Stage 3: moving the cron from GitHub Actions to Cloudflare
After the dashboard was deployed I noticed the live tile timestamps were drifting. The label said “every 15 minutes” but the GitHub Actions free-tier cron was firing erratically, sometimes 40 mins or even >1 hour late. This is usually the case with the free-tier cron jobs on GitHub Actions.

I decided to move the cron to Cloudflare Workers which has a free tier and fires within seconds of schedule.

The interesting thing for me here is that I had never used Cloudflare workers for cron jobs before. Given how good these assistants are at writing code, it wrote the code, walked me through setup steps and the live cadence has been working well since. Even unfamiliar backend infra is something you can prompt your way through (obviously you should have the fundamental knowledge to nudge it in the right direction).
Full Claude Code conversation for this stage: Cloudflare Worker migration.

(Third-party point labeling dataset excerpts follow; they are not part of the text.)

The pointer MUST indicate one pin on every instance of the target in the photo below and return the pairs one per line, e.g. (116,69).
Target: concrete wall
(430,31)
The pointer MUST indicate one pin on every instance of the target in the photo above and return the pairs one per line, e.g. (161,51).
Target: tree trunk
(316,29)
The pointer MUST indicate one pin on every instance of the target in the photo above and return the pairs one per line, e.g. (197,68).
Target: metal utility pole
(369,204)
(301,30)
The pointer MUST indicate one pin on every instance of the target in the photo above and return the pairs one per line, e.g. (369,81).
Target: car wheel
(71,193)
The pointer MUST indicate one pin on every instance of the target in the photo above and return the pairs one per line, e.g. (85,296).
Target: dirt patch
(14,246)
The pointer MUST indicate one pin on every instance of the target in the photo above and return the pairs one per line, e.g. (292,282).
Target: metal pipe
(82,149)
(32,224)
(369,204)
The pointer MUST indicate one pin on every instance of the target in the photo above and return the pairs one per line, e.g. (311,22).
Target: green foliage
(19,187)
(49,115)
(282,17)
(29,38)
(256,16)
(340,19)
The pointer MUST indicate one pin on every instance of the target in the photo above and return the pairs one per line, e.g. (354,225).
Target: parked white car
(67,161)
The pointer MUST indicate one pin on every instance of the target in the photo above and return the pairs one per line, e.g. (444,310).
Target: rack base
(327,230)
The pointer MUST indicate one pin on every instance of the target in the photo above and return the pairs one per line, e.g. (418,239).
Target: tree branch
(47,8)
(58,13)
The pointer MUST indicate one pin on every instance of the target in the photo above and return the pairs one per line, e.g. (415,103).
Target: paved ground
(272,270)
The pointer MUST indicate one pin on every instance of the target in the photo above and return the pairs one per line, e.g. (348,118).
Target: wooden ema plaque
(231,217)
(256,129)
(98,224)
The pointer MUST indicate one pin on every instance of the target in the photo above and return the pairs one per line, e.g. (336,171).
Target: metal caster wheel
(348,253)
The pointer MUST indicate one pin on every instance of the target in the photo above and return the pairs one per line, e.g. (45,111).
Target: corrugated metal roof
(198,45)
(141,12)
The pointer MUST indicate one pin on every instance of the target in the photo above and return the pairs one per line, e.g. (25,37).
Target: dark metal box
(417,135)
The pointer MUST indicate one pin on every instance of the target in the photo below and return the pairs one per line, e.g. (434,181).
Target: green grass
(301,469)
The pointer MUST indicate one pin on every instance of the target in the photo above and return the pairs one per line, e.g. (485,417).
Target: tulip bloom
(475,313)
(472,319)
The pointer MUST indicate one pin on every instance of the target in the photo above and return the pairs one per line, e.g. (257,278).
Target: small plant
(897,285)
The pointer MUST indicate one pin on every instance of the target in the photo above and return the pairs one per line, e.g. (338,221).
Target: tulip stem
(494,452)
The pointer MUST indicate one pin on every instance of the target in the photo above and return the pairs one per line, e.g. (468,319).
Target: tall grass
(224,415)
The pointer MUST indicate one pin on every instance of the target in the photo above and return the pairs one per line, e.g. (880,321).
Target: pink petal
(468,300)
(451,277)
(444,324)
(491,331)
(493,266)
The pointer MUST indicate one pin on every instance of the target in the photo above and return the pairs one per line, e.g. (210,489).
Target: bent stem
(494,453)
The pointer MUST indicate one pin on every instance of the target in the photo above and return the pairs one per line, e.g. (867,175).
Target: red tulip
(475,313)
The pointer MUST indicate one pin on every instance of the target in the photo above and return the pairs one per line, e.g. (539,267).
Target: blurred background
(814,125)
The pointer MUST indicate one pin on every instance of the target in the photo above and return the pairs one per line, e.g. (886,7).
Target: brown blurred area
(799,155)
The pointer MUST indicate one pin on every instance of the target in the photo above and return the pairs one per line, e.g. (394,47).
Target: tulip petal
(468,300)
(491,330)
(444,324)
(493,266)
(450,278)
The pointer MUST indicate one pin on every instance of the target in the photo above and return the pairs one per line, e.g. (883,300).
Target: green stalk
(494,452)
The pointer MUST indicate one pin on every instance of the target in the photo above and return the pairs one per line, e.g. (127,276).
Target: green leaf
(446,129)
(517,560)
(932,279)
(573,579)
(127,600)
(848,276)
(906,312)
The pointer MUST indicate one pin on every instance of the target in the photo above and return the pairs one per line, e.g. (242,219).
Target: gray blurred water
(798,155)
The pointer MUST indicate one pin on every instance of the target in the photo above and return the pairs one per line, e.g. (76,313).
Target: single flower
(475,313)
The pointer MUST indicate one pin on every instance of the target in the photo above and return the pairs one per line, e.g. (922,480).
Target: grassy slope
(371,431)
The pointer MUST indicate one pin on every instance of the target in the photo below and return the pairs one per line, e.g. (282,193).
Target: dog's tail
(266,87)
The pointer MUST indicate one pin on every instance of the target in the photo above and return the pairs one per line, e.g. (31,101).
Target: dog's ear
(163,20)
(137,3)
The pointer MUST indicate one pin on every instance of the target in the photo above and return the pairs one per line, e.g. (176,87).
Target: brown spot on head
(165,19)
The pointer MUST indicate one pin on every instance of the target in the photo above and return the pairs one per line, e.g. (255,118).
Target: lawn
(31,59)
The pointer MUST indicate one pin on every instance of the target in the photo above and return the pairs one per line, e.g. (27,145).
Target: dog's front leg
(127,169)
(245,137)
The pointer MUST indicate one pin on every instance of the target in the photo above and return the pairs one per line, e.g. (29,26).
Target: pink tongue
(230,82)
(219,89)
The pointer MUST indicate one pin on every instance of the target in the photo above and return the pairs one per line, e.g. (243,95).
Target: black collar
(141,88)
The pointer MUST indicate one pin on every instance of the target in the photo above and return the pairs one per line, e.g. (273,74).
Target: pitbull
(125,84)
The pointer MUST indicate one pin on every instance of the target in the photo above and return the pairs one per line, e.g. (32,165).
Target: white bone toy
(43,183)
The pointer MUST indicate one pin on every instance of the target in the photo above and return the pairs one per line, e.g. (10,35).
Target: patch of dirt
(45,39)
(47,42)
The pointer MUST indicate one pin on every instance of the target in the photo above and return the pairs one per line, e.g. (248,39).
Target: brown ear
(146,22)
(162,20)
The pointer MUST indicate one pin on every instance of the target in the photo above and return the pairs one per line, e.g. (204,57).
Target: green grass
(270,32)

What I would carry forward
A few things from this build that I will keep doing:
- Brainstorm before you build: Asking the model to interview you back, with a 95% confidence target, saves a lot of rework downstream. This has always worked for me!
- Let it disagree with you: Mapbox over Google Maps, daily bands over raw sawtooth points, Cloudflare over GitHub Actions. None of those calls were mine. However, make sure your fundamental knowledge is strong enough to nudge it in the right direction.
- Iterate from screenshots: A picture of what looks wrong plus one question is usually enough to move forward. I also use playwright mcp to let Claude test the UI (though they at times consume a lot of tokens).